HMMs are SSMs with <b>discrete</b> hidden variables, $z_t \in \{1, \ldots, K\}$. This is in contrast to linear Gaussian SSMs or linear dynamical systems, which have continuous latent variables (as described in the [KF example](kalman_filter.ipynb#Posterior-Inference-in-SSMs)). Note that the observations can be discrete, $x_t \in \{1, \ldots, N_x\}$, continuous, $\mathbf{x}_t \in \mathbb{R}^{N_x}$, or a mix of both.

Let us now walk through specifying each of the distributions for this generative model.

### State Transition Model

First, the <b>initial state distribution</b> can be written as:

\begin{equation*}
p(z_1 = j) = \pi_j,
\end{equation*}

for an arbitrary state $j$. We denote $\boldsymbol{\pi}$ as a categorical distribution over the $K$ states of the HMM.

The <b>transition model</b> can then be denoted as:

\begin{equation*}
p(z_t = j | z_{t-1} = i) = A_{ij},
\end{equation*}

where $\mathbf{A}$ is the $K \times K$ transition matrix (a row stochastic matrix, i.e., each row sums to one).

### Observation Model

Lastly, the <b>observation likelihood</b>, $p(\mathbf{x}_t \, | \, z_{t} = j)$, is represented differently depending on the type of observation data, $\mathbf{x}_t$. For discrete observations or <i>emissions</i>, $x_t \in \{1, \ldots, N_x\}$, we could utilize:

\begin{equation*}
p(x_t = k \, | \, z_t = j) = B_{jk},
\end{equation*}

with $\mathbf{B}$ as the $K \times N_x$ observation matrix containing the emission probabilities. A similar form could be written for Bernoulli observations. For $D$ discrete observations per time step, or $D$ <i>number of emissions</i>, a factorial model could be adopted:

\begin{equation*}
p(\mathbf{x}_t \, | \, z_t = j) = \prod_{d=1}^D \text{Cat}(x_{td} \, | \, \mathbf{B}_{d,j,:}),
\end{equation*}

where $x_{td}$ is the $d^{th}$ observation at time $t$, and $\mathbf{B}_{d,j,:}$ is the $j^{th}$ row of the emission probabilities matrix for observation $d$.

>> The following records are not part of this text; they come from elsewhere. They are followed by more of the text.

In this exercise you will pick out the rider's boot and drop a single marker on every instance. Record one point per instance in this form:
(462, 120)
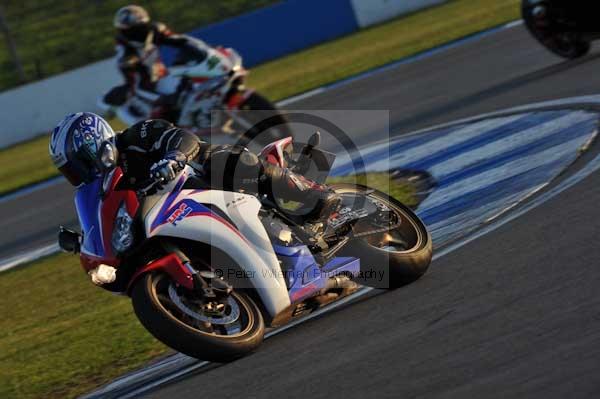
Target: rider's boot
(317, 201)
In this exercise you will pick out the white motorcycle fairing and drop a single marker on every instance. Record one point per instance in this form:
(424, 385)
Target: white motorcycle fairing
(228, 221)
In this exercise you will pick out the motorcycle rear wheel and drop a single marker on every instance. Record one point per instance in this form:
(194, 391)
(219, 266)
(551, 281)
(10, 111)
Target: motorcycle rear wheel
(394, 257)
(174, 319)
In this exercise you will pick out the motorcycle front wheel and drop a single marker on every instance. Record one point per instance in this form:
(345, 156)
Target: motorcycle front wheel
(393, 244)
(185, 323)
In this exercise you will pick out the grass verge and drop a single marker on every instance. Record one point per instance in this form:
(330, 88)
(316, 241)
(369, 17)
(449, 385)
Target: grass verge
(60, 336)
(316, 66)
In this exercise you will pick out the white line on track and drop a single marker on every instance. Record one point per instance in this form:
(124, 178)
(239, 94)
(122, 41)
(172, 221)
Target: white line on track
(322, 89)
(590, 168)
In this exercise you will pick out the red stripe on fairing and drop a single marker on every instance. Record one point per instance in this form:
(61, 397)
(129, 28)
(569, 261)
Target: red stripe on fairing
(109, 207)
(217, 218)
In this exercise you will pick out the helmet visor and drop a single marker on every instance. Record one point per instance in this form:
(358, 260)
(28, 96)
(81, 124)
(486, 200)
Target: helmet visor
(137, 33)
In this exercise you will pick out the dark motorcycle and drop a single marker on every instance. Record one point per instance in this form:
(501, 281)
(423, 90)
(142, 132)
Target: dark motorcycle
(565, 27)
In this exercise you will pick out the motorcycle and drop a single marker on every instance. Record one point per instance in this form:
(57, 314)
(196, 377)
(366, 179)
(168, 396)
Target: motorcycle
(208, 270)
(205, 92)
(566, 28)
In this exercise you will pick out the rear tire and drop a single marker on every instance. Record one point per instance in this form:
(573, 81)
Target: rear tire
(387, 268)
(167, 327)
(571, 49)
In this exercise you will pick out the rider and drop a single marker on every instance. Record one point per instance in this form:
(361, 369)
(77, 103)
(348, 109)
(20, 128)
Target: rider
(138, 57)
(156, 148)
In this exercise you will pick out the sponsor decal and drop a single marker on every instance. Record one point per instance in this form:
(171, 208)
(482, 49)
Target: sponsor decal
(179, 214)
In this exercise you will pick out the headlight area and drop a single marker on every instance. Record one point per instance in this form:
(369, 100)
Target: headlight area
(123, 235)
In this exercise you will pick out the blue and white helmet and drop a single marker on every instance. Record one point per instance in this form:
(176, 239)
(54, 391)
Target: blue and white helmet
(75, 143)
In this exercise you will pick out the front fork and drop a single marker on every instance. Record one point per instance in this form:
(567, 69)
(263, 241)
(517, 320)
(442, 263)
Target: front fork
(206, 284)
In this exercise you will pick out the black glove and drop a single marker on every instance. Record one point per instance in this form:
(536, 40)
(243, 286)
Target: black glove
(167, 168)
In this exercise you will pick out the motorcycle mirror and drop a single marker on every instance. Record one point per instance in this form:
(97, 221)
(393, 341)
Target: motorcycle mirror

Likewise, if $\mathbf{x}_t \in \mathbb{R}^{N_x}$ is continuous, then a common choice of likelihood model is the multivariate Gaussian distribution:

\begin{equation*}
p(\mathbf{x}_t \, | \, z_t = j) = \mathcal{N}(\mathbf{x}_t \, | \, \boldsymbol{\mu}_j, \boldsymbol{\Sigma}_j),
\end{equation*}

where $\boldsymbol{\mu}_j \in \mathbb{R}^{N_x}$ and $\boldsymbol{\Sigma}_j \in \mathbb{R}^{N_x \times N_x}$ are the mean and covariance matrix associated with the Gaussian distribution for hidden state $j$.